When initiating antipsychotic treatment for the first time, avoid medications with higher metabolic risk, as individuals in their first episode respond well regardless of which medication is prescribed (and are at greatest risk for weight gain).

For patients with severe mental illness who gain weight on antipsychotic treatments, metformin can be used in conjunction with behavioural obesity management interventions. For patients with severe mental illness who gain weight on antipsychotic treatments, glucagon-like peptide-1 (GLP-1) receptor agonists have the most safety and efficacy evidence among medications indicated for chronic obesity management.

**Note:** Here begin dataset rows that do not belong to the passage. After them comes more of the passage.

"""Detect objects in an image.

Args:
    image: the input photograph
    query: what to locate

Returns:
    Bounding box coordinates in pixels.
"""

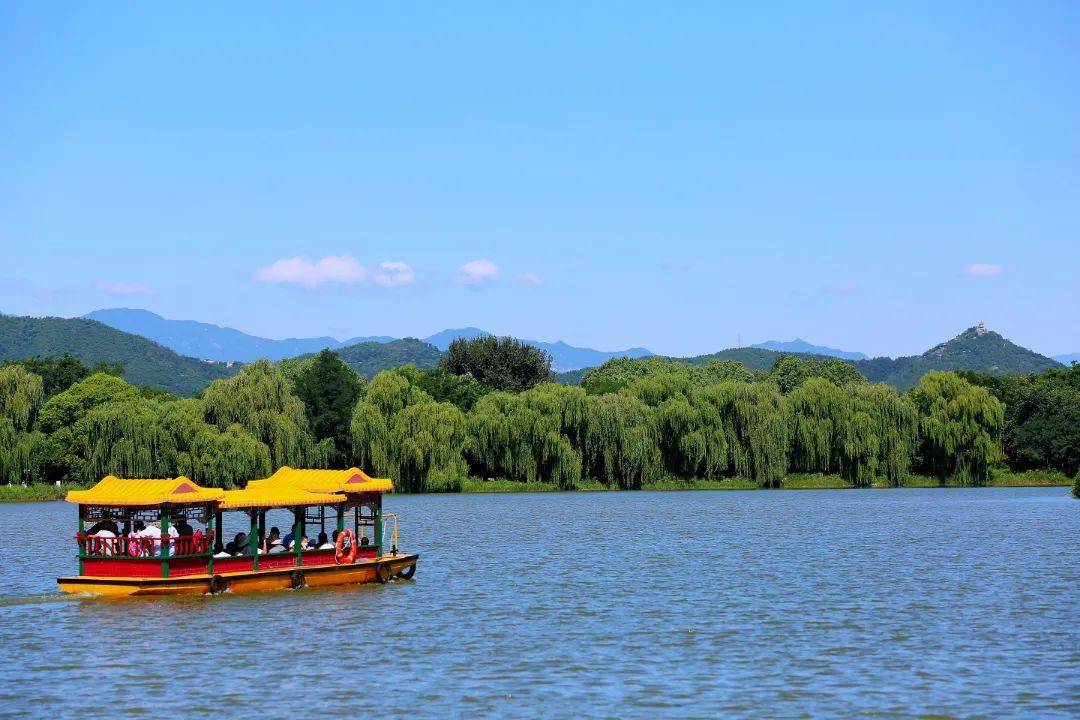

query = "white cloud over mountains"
[97,281,153,295]
[255,253,416,289]
[455,258,499,288]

For people with obesity and BED, evidence suggests that lisdexamfetamine, topiramate and second-generation antidepressants (duloxetine and bupropion) may be effective.

However, all are off-label pharmacological interventions in South Africa, and while effective in reducing eating, their effect on weight loss is less certain.

Referral for more intense and behavioural interventions – like cognitive behavioural therapy (CBT) –  should be considered for those with significant binge-eating and depressive symptoms

Patients undergoing metabolic and bariatric surgery (MBS) should undergo a pre-surgical mental health screen by a qualified MBS clinician with experience in mental health to identify early risk factors for poor weight loss outcomes or mental health deterioration, and comorbidities. An active psychiatric disorder does not exclude patients from MBS, but warrants further assessment of potential impact on long-term weight loss.

Medical nutrition therapy in obesity management

V R Fourie, M Conradie-Smit and W May write that there is no one-size-fits-all eating pattern for management of obese patients but doctors may consider various nutrition intervention options that are client centred and flexible.

Evidence suggests this approach will better facilitate long-term adherence. Nutrition interventions should focus on achieving health outcomes for chronic disease risk reduction and improvements in quality of life, not just weight changes, and where significant changes in caloric intake are required, this must be medically supported in conjunction with nutritional interventions.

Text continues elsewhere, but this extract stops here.